Within days, the story had been shared more than 13,000 times on social media sites. Taken out of context, many users were duped into believing that the story was at least partially true. Huzlers, however, isn’t a trustworthy news source, according to its Terms and Conditions page.
The Halloween Whopper has (reportedly) had a different expected side effect, however: green poop. Many customers have taken to social media to report the black bun’s unusual side effect using #greenpoop.
Burger King launched the Halloween Whopper in Japan in 2014 with great success, but the burger chain explained to ABC News that it had used a different method to dye the buns black in the U.S.:
The burger was first introduced in Japan last year.
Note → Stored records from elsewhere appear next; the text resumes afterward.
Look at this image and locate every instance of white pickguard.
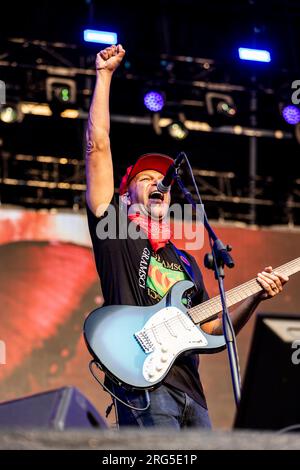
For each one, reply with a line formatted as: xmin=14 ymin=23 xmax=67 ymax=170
xmin=138 ymin=307 xmax=208 ymax=383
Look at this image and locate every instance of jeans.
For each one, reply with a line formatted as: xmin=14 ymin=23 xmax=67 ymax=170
xmin=110 ymin=382 xmax=212 ymax=429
The black bun offered in Japan reportedly got its black hue from bamboo charcoal.
The American version will not feature bamboo charcoal. The dark color in the U.S. sandwich comes from the “smoky black pepper flavor of A.1. baked into the bun,” a Burger King spokesman told ABC News, adding that the bun also contains less than one percent of food dye.
The “Halloween Whopper” clocks in at 710 calories and 43 grams of fat, according to Burger King’s nutritional info. This special edition burger is actually healthier than the regular Whopper with cheese (730 calories and 44 grams of fat).
The company hasn’t commented on reports of the Halloween Whopper’s side effect, but some have commented that green food coloring is often used to dye foods black.